Imponujące wynagrodzenie miliardera Zygmunta Solorza. Dzieci tracą lukratywne posady
Jak wylicza portal Fakt.pl, oprócz wynagrodzenia z Cyfrowego Polsatu Solorz miał również dochody z ZE PAK, gdzie pełni funkcję przewodniczącego rady nadzorczej. Za to jego wynagrodzenie wynosiło 180 tysięcy złotych. Z kolei, za zasiadanie w radzie nadzorczej spółki-córki PAK Serwis sp. z o. o. otrzymał 720 tysięcy złotych.
Portal podsumowuje, że łącznie, tylko z tych źródeł, zarobki Zygmunta Solorza w 2023 roku przekroczyły 7,9 miliona złotych. "Warto podkreślić, że są to dane pochodzące z oficjalnych sprawozdań, które spółki są zobowiązane publikować raz w roku"-podkreśla portal.
Jego dwaj synowie Tobias i Piotr również mogli liczyć na solidną wypłatę. Jak informuje Fakt.pl, ich roczne wynagrodzenia przekraczało 6 milionów złotych.
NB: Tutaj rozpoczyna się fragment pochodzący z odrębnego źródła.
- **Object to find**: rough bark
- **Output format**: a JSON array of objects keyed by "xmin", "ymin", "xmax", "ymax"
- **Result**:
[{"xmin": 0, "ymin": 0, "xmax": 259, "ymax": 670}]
W konsorcjum spółek Solorza trwają przetasowania kadrowe. Głównym wątkiem jest odsunięcie od kierowania przedsiębiorstwami przez jego dzieci. O tym ma rozstrzygnąć sąd w Lichtensteinie. Jak pisała "Gazeta Wyborcza", we wrześniu dzieci Zygmunta Solorza mieli wysłać maila do kadry menadżerskiej spółek, że władzę mogą przejmować osoby do tego nieuprawnione i aby nie podpisywali dokumentów, których legalności nie są pewni.
"GW" pisała, że dzieci Solorza są w ostrym konflikcie z Justyną Kulką, żoną ich ojca. Później zaś Zygmunt Solorz odwołał swoje dzieci z władz swoich spółek. Wraz z nimi odwołany został Jarosław Grzesiak, uznany prawnik, który był osobistym doradcą w obszarze nadzoru właścicielskiego, uznawany za bliskiego współpracownika Solorza-Żaka.
Spore poruszenie wywołało nagranie z obrad ZE PAK i NWZA Polsatu Cyfrowego. Na nagraniu było widać, że Solorz-Żak miał problem z swobodnym wypowiadaniem się. Wynika to z jego choroby degeneracji zdolności kognitywnych (co przekłada się na problemy z przyswajaniem i analizowaniem faktów). Jak podaje "Newsweek", to właśnie z powodu choroby Solorz-Żak miał zacząć dekadę temu pierwsze przymiarki do sukcesji.
Według informacji Business Insider (BI), od momentu rozpoczęcia konfliktu rodzinnego, akcje Cyfrowego Polsatu zanotowały spadek o 13,1 proc., osiągając wartość 12 zł. To oznacza obniżenie wartości rynkowej o 1,14 mld zł. Spółka zmaga się z dużym zadłużeniem, które na koniec czerwca 2024 r. wynosiło niemal 15,4 mld zł, z czego około 30 proc. stanowią obligacje, a 70 proc. kredyty bankowe.
Analitycy, na których powołuje się BI potwierdzają, że rodzinne zawirowania nie wpłynęły na kondycję finansową Cyfrowego Polsatu.
- Firma działa normalnie, nie ma rewolucji w strategii, nie doszło do zaburzenia jej podstawowego biznesu. Nie ma też czystki kadrowej, a usunięcie z organów spółki dzieci miliardera w warunkach braku sporu o sukcesję można by nawet traktować pozytywnie, bo w ich miejsce mogliby trafić profesjonalni menedżerowie - twierdzi rozmówca chcący zachować anonimowość, cytowany przez Business Insider.